As teams, Brits can compete, although when it comes down to the nitty gritty of a one-on-one sudden death situation, more often than that they crumble. It wasn't so for Team GB's hockey stars; they reveled in the occasion and took it to the Netherlands on Friday to win 2-0 in their shootout and take gold.
It wasn't just in the shootout, either. Twice they had trailed in the game and on each occasion they clawed their way back to parity on the scoreboard. For the second goal, it was almost instantly after going behind.
The players showed a faith in how they had prepared for the Rio Games. When things went wrong, they didn't panic; they stuck to the game plan, remembering what they had worked on and how to overcome it.

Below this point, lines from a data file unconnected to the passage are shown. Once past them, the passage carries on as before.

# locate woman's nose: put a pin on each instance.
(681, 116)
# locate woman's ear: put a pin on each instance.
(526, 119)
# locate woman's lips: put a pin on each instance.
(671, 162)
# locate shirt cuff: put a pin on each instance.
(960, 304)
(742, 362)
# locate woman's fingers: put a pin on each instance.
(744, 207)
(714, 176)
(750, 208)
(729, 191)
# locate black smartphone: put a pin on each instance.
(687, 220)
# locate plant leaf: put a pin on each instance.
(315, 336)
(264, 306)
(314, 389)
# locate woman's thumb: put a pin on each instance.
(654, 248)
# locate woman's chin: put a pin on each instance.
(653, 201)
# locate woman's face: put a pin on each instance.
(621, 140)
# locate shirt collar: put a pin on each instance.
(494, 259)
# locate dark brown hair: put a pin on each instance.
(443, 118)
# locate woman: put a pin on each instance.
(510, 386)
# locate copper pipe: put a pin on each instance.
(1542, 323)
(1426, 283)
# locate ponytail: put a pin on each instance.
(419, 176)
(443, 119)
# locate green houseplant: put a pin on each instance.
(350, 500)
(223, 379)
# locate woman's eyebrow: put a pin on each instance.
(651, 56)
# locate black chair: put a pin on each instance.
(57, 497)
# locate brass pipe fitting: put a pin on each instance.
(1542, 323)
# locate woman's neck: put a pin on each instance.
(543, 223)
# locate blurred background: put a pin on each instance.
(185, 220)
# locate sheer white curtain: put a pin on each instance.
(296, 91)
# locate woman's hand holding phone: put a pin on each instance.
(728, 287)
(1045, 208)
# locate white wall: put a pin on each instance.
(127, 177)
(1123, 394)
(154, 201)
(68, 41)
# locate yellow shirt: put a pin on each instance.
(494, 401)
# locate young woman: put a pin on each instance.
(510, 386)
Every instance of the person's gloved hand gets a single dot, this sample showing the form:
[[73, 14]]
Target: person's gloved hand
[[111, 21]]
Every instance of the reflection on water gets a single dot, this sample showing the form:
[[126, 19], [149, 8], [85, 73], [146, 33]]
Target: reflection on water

That says plenty about the coaches and their preparation. So much about success and failure in elite sport comes in the psychological approach, trusting your convictions and being tuned in. That comes with training and creating an environment where players can focus and remain switched on.
The Football Association are currently undergoing another review of why the English football team failed at another international tournament this summer. Rather than look at their own shortcomings, perhaps they should start with Team GB as a whole and ask why it is that British athletes are looking so dominant in Brazil this summer—the very country where their own footballers crashed and burned just two years ago.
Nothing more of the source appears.